In a previous question (Working with heterogenous data in a statically typed language), I asked about how F# handles standard tasks in data analysis, such as manipulating an untyped CSV file. Dynamic langauges excel at basic tasks like
data = load('income.csv')
data.log_income = log(income)
In F#, the most elegant approach seems to be the question mark (?) operator. Unfortunately in the process we lose static typing and still need type annotations here and there.
One of the most exciting future feature of F# are Type Providers. With minimal loss of type safety, a CSV type provider could provide types by dynamically examining the file.
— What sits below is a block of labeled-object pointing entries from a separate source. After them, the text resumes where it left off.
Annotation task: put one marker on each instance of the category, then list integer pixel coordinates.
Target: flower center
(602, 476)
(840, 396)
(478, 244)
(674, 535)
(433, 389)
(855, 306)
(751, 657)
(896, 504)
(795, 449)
But data analysis typically doesn't stop there. We often transform the data and create new datasets, via a pipeline of operations. My question is, can Type Providers help if we mostly manipulate data? For instance:
open CSV // Type provider
let data = CSV(file='income.csv') // Type provider magic (syntax?)
let log_income = log(data.income) // works!
This works but pollutes the global namespace. It is often more natural to think about adding a column, rather than creating a new variable. Is there some way to do?
let data.logIncome = log(data.income) // won't work, sadly.
Do type providers provide an escape from using the (?) operator when the goal is creating new derivative or cleaned-up datasets?
Perhaps something like:
let newdata = colBind data {logIncome = log(data.income)} // ugly, does it work?
Other ideas?